Notes for a Speech by Gunning Bedford (June 8, 1787)

Notes etc. Embarrassments I labour under. Reliance on experience and wisdom of Convention. General silence of members. But two sets of Propositions offered. Danger of precipitation into question of great importance. The object for which we have convened. Defects in Confederation. Two principal ones. Want of coercive powers and power to regulate trade. Do the propositions reach the express evil we are met to remedy or does it not go much further? The larger states want to improve the present occasion to go farther than we are authorized. They rely on their states approval because to their interest. No such approbation from smaller states. Smaller states rely on Confederation.1 Breach of faith is greater to ask it of them. Consequences of this breach of faith. Will smaller states be bound to pay their proportions of public engagements. Independent states to be considered as individuals with regard to superior fortune. Smaller states already deceived. The western lands held out as fund for discharge of public Debt. Republican principles prevalent in the states.

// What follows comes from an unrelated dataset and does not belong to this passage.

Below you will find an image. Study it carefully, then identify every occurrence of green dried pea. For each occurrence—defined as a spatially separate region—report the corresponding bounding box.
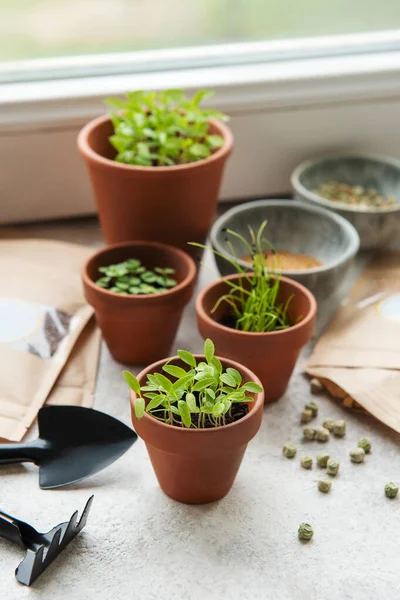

No aristocracies among us. Shall we make such a division as well as raise an aristocracy? The different mode of representation opens the door to play states off against each other in elections to try which states shall preponderate. This evil increases in proportion as the different objects of men and states. The same disposition in States as in individuals to tyranny. This acknowledged by the gentlemen in opposition. The great unequality of representation in sovereign states. Modern confederated republics will not justify it, as States Genl., Switzerland, nor the states of the Empire. Neither will the ancient republics of Greece, in either each independent state has its vote without regard to size or wealth.